Current testing environment in Perl is OK for most scenarios, and probably is more than enough for the scope, but at the end of the day is very limited when it means to really interacting with the Redis DB, we have to mock up the actual Redis's commands,which at the end of the day means that tests might not end up being very reliable. With this tiny Python test environment, we actually mount the API, and Python simply requests the API, which allows it to execute the actual Redis commands to an actual Redis DB, and hence allows us to center on checking the actual result is what we should be expecting from an input data.
Is it a better approach?
TBH No, since this only allows us to test the API endpoints, and not the inner methods, TDD usually requires that every single piece of code is tested, and here we have that limitation, so this is more of a way to create superficial tests to determine that LRR is still working as expected after a whole set of work, than to verify that the platform as a whole is stable.
How does it work?
I added a new docker compose file, and a new Dockerfile, those are the same than the base platform, but they add a Python instance with pytest and a few other libraries. Inside the tests folder there is a Python folder with all the python files for the testing(And a requirements.txt in the root). You call pytest on the Python instance to run the tests and verify that everything is passing.
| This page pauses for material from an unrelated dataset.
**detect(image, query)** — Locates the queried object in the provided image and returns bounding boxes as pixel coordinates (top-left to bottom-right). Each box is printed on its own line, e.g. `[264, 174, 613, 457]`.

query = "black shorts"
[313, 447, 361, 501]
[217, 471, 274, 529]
I usually use these 2 commands on a Makefile to execute them:
I'm only providing one single test for this concept, since working on everything is a little lot of work, and I'm not sure if this might be a good feature, or just something to be rejected, especially because testing the log in required endpoint will probably need a little more of work to find a way to generate an API key on start up. I'm mostly creating this PR to showcase and know if this is something worth working on, or if should be discarded.